Liver transplant recipients are at increased risk of developing de novo malignancies compared to the general population [1] [2][3]. The reported incidence rates range between 3% and 15%, twice that of the general population [4] [5] .

Skin cancers and lymphoma are common in adult transplant recipients, while post-transplant lymphoproliferative disorder (PTLD) is the most common concern in pediatric transplant recipients [6].

This report describes a papillary micro invasion of the thyroid in an adult male patient following liver transplantation and declares the need for a high level of suspicion and careful investigation into any abnormal lesion in the long-term follow-up of solid organ transplant patients.

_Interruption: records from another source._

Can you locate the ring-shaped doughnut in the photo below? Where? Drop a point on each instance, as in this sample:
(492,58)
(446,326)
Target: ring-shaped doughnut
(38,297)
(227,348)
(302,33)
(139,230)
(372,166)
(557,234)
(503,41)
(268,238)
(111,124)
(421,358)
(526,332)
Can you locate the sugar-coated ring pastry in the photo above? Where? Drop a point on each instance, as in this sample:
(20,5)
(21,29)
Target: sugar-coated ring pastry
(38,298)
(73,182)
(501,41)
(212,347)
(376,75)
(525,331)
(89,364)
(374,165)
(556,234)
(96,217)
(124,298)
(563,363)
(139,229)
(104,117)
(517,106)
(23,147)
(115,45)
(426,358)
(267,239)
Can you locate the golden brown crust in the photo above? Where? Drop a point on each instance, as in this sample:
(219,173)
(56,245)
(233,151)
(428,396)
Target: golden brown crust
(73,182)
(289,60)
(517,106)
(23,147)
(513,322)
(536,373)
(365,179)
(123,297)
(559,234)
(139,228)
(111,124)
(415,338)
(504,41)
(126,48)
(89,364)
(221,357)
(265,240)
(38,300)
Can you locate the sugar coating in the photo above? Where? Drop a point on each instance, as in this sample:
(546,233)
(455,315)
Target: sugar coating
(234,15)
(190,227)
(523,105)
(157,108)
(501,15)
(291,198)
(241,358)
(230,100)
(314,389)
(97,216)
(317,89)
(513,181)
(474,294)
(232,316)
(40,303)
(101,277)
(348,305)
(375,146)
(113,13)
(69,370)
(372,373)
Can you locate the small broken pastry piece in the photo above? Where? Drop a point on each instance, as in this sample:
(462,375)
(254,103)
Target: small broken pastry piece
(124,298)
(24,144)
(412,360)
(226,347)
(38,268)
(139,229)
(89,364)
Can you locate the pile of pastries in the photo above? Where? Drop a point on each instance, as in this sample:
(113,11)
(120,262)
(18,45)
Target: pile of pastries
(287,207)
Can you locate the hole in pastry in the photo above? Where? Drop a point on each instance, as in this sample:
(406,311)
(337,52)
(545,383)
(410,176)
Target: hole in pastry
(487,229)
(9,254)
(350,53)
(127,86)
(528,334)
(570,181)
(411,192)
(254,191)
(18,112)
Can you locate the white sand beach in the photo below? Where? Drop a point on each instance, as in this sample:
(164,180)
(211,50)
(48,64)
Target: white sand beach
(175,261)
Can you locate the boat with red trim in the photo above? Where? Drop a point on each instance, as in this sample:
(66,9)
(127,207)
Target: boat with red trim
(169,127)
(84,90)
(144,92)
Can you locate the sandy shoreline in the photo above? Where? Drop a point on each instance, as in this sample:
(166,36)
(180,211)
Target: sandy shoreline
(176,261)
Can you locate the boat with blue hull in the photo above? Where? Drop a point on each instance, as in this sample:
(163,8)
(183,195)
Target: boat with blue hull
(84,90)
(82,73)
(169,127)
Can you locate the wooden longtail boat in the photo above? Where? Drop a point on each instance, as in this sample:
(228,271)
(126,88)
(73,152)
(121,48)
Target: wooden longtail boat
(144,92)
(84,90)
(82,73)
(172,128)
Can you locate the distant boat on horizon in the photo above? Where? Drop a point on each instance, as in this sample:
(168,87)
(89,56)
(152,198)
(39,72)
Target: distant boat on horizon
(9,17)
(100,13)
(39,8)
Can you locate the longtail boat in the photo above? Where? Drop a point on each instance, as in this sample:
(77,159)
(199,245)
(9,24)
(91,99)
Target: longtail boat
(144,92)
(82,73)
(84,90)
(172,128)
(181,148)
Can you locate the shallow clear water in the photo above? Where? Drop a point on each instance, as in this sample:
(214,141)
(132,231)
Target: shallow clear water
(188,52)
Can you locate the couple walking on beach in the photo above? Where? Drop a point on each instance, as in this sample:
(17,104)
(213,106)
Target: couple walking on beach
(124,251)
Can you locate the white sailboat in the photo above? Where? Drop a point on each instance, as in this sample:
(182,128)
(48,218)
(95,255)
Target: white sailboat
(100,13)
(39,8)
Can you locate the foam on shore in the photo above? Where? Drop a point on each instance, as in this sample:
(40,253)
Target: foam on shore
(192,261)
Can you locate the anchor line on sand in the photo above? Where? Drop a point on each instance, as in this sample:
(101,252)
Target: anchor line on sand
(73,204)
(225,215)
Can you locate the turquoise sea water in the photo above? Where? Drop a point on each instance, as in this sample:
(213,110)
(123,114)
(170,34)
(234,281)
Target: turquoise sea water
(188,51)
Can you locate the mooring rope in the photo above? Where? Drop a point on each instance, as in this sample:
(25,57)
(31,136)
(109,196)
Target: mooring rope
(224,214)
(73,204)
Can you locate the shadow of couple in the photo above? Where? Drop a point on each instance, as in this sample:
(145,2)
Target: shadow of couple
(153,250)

A 48-year-old Egyptian male had successfully undergone liver transplantation 18 months earlier for hepatocellular carcinoma on top of liver cirrhosis. He had a smooth postoperative period. Then, he used to take cyclosporine and mycophenolate sodium as immunosuppressive therapy.

Eighteen months post-transplant, the patient came with a thyroid nodule that was discovered accidentally after doing a neck ultrasound. There was no prior history of irradiation exposure or any family history of thyroid disease. There was no associated lymphadenopathy, and systemic examination did not reveal any significant findings. He was euthyroid with normal thyroid function.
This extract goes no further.